Günümüzde fakirlik ile isyanın birbirine çok yakın olduğunun farkındayız. Fakat düşünmemiz gerekiyor, zenginlik ve isyan birbirinden daha mı uzak? Fakirliği kötülerken, zenginliğin, paranın, ihtişamın insanı nasıl körleştirebildiğini genellikle unutuyoruz.
Biz, ‘bir lokma bir hırka’ya razı olunmalı demiyoruz. Sadece malla-mülkle nefes alabileceğimiz saplantısının büyük bir yanılgı olduğuna dikkat çekmek istiyoruz. Malın mülkün bırakın nefes vermeyi, nefesimizi kesebileceğini görmek gerektiğini düşünüyoruz. Asıl mesele fakir ya da zengin olmak değil, “İNSAN” olmak diyoruz.
Ve kavramı yeniden hatırlatıyoruz: Yardım ve Kanaat... Zenginlerimiz kanaatkâr oldukça yardım edecekler. Fakirlerimiz helal yoldan kazanç peşinde koşarken kanaatkârlıkla isyandan korunacaklar.

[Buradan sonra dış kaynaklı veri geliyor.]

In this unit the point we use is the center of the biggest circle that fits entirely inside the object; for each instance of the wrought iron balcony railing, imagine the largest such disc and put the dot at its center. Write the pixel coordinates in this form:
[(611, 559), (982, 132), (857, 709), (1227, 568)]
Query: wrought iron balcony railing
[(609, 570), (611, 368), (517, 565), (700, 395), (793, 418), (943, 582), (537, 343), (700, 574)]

Bir yandan çayımızı yudumlayıp, bir yandan sohbet ediyoruz. Her zamanki arkadaş toplantılarından biri. Sohbet, ülke gündemiyle başlamış, sonra kendi tavrımızın ne olacağına gelmişti. Kimse bu konuda net şeyler söyleyemiyor, sohbet uzayıp gidiyordu.
Sohbet, ani bir gürültüyle kesildi. Yan odada oynayan çocuklar bulunduğumuz odaya doluştu. Tabii her zamanki neşe, bağırış çağırışlarıyla. Mecburen ilgimiz çocuklara yöneldi. Onlar bu ilgiden memnun, yanımıza sokuldular.

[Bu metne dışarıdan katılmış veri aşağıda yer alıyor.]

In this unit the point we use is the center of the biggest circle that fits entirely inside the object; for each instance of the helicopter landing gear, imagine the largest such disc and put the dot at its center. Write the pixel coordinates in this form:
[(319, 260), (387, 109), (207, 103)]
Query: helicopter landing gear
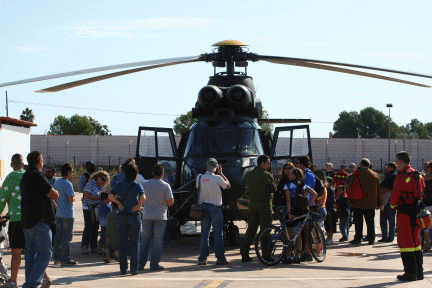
[(232, 235)]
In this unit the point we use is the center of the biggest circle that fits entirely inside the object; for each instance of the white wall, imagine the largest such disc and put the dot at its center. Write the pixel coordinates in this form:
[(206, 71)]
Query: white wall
[(112, 150)]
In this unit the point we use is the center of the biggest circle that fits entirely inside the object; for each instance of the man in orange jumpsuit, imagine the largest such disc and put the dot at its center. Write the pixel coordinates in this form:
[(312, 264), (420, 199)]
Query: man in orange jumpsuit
[(407, 190)]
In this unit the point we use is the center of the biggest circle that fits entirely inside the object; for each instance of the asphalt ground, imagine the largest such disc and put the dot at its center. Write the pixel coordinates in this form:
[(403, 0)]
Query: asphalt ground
[(346, 265)]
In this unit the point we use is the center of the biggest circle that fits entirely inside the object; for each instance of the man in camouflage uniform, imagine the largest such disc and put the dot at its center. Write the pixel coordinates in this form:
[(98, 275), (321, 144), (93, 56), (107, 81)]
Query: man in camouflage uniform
[(260, 185)]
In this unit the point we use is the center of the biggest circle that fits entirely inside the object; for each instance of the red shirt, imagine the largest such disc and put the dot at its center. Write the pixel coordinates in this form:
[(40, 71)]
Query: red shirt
[(405, 188)]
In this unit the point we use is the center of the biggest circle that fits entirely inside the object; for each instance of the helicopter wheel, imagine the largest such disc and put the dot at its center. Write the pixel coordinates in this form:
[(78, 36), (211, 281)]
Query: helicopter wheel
[(233, 235)]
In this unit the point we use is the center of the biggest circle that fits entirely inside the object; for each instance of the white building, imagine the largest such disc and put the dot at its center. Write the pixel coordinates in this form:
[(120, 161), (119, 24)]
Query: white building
[(14, 138)]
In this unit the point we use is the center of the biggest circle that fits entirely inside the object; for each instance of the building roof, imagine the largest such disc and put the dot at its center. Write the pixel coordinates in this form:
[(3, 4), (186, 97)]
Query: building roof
[(16, 122)]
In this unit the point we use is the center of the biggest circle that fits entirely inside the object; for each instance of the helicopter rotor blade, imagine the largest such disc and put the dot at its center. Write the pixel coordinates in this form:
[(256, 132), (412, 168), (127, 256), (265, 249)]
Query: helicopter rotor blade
[(107, 76), (105, 68), (342, 70), (284, 121), (291, 59)]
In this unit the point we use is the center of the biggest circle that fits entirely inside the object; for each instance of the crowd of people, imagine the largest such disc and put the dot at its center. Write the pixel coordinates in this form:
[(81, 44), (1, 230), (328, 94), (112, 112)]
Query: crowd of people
[(134, 211)]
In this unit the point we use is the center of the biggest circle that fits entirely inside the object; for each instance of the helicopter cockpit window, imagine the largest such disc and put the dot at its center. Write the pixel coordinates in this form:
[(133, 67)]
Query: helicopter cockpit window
[(300, 142), (283, 143), (203, 142), (147, 146), (164, 145), (250, 143)]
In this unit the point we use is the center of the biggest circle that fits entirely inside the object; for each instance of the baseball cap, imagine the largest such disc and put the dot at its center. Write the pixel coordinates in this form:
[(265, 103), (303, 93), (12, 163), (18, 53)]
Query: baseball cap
[(212, 163)]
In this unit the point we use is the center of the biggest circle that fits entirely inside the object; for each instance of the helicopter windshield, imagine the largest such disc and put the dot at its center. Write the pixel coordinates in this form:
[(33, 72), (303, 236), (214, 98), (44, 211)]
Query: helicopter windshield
[(224, 140)]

Arkadaşlardan biri, her halinden afacanlık akan çocuklardan birinin kolunu tutarak sordu:
- Söyle bakalım, sen büyüyünce ne olacaksın?
Yedi-sekiz yaşlarındaki çocuk, kısa bir süre durakladıktan sonra çok bilmiş bir edayla cevap verdi:
- Zengin olacağım!
Herkes şaşırmıştı. Kısa bir duraklamadan sonra arkadaş tekrar sorma ihtiyacı hissetti:
- Nasıl yani? Doktor mu olacaksın, yoksa mühendis mi?

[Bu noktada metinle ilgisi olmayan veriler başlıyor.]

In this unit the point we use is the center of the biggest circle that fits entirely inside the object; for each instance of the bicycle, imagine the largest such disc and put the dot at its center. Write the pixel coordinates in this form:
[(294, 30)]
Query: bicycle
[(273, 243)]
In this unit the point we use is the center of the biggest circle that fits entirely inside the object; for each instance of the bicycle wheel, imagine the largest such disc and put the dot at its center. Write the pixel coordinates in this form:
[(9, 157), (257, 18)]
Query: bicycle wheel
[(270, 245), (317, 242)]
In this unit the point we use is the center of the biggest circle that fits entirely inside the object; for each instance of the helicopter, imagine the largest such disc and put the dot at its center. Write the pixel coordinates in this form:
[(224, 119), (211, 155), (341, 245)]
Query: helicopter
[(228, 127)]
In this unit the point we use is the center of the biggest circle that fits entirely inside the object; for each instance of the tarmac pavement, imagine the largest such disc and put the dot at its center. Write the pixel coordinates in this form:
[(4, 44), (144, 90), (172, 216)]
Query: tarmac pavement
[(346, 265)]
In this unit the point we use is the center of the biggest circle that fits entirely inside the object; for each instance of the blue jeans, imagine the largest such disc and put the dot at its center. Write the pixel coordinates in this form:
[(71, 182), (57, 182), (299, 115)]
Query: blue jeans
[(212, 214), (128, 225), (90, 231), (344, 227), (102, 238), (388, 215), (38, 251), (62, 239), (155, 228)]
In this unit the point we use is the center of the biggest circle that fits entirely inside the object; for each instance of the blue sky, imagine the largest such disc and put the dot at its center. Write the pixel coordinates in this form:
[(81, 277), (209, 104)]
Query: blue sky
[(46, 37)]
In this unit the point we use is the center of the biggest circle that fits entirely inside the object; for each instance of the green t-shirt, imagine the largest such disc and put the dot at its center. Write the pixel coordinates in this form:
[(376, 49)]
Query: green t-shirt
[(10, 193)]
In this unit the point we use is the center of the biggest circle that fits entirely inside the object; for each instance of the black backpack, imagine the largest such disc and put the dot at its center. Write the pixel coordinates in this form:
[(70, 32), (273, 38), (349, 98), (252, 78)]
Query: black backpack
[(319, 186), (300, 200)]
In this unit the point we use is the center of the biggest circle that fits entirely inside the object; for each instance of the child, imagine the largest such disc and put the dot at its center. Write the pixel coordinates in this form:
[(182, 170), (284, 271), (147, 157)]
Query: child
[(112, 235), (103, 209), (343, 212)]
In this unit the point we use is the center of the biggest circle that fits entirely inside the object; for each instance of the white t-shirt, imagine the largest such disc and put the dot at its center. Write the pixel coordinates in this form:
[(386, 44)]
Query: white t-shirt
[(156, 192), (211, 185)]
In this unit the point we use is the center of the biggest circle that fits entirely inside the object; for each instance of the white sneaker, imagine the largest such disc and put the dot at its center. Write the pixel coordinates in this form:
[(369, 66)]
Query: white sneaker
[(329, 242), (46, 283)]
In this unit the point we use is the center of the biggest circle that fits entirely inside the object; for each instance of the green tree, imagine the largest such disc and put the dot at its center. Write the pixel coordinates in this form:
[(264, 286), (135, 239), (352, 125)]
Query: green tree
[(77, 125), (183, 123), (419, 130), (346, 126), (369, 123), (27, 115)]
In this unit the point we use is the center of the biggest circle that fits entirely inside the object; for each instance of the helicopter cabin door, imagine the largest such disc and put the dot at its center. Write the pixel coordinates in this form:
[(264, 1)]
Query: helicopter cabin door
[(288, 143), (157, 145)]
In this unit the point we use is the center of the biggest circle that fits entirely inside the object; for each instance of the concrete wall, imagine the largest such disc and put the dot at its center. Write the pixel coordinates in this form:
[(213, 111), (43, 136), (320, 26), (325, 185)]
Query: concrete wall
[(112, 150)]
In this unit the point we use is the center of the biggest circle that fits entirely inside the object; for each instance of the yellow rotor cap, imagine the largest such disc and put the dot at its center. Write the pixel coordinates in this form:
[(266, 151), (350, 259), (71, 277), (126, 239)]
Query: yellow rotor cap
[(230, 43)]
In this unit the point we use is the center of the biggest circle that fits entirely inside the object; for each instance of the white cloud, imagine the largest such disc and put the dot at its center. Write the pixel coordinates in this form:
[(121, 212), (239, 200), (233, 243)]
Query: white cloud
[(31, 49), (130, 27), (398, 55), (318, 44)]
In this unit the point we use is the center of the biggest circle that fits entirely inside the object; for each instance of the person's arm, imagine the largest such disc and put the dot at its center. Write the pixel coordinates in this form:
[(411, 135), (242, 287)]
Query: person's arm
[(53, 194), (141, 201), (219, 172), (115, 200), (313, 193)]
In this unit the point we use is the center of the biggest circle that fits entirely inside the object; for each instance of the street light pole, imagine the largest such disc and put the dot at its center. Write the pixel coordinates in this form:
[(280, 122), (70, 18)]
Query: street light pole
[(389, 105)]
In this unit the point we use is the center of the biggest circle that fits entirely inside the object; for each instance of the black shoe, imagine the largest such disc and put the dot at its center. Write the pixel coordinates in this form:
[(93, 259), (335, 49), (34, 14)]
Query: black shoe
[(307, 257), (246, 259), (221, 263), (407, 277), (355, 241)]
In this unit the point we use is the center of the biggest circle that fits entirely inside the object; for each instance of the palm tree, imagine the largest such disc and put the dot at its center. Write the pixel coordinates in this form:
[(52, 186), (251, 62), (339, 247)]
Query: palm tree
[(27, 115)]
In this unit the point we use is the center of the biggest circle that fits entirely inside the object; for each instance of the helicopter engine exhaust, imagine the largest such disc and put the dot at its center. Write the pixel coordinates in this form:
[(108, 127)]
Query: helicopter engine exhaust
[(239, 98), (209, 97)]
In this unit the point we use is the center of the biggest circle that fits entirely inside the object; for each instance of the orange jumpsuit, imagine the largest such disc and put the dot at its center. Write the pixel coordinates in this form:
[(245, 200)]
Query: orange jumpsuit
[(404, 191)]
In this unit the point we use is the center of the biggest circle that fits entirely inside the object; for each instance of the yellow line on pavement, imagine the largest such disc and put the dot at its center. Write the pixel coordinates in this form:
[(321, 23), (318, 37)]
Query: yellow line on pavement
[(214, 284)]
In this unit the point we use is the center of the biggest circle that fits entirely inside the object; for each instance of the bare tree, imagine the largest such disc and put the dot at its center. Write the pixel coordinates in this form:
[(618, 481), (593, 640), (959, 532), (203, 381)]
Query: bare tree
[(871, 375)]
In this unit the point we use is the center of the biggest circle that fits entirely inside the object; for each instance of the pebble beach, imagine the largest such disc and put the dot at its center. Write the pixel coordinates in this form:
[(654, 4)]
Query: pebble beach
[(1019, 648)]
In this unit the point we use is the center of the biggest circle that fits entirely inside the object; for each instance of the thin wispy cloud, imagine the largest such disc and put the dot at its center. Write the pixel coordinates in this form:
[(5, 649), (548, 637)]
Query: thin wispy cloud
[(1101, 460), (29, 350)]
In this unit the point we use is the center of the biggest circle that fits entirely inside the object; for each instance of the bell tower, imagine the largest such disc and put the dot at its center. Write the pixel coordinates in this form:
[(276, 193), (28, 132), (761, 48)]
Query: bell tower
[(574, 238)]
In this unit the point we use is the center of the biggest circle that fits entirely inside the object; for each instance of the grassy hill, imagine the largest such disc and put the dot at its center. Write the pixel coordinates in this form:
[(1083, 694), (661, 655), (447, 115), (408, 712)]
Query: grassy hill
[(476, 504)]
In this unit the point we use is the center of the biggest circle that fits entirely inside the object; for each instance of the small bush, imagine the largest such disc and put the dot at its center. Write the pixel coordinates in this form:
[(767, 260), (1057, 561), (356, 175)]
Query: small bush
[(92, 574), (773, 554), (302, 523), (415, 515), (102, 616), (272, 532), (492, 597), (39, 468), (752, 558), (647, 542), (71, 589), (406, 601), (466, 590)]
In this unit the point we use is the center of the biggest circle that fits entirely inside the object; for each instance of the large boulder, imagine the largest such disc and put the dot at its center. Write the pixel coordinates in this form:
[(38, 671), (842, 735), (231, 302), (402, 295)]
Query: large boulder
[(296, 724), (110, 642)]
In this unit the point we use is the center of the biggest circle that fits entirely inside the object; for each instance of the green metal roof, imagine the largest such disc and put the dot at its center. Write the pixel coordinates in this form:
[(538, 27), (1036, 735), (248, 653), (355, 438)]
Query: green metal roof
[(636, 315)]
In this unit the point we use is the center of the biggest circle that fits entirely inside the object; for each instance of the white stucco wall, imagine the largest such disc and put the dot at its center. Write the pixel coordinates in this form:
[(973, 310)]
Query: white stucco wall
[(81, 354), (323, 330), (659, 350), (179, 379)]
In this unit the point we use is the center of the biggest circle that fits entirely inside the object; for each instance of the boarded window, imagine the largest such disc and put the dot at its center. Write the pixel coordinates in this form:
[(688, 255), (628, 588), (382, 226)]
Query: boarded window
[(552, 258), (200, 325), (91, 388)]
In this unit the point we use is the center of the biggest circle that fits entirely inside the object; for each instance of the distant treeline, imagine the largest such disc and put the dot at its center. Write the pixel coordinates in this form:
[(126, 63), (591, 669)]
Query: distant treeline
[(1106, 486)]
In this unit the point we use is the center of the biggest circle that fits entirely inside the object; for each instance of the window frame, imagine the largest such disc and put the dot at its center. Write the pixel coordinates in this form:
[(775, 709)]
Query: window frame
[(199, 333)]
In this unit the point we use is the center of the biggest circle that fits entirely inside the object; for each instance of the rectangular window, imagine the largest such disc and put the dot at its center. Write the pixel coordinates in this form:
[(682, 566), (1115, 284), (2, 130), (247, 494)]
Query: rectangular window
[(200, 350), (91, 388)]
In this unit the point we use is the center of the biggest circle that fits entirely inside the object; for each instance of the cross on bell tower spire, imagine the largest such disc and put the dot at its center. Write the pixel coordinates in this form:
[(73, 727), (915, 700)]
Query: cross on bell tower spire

Çocuğun o klasik cevaplardan birini vermeye hiç niyeti yoktu. Tereddütsüz tekrarladı:
- Yoo. Ne doktor olacağım, ne de mühendis. Ben sadece zengin olacağım!
Çocuğun sözleri sanki bir an havada asıldı kaldı. Kimse ne diyeceğini bilemiyordu. Sessizlik... Bütün cesaretimi toplayarak bir soru da ben sordum:
- Niçin zengin olmak istiyorsun bakayım?
Çocuk böyle saçma bir soruyu niçin soruyorsun der gibi baktıktan sonra anlatmaya başladı:
- Zengin olursam her istediğimi alabilirim. Televizyonda gördüklerimi isteyince babam param yok diyor. Ama başka çocuklar alıyorlar. Nasıl aldıklarını sordum, babam zengin diyorlar. Babam da, annem de kendi aralarında hep parasızlıktan şikayet ediyorlar. Zengin olursam onların da istediklerini alacağım. Televizyon da hep zengin insanları gösteriyor. Onlar hep güzel yaşıyorlar. İnsan zengin olunca mutlu oluyor. Mühendis olunca insan mutlu olmuyor ki. Benim babam da mühendis. Onun için ben de zengin olacağım.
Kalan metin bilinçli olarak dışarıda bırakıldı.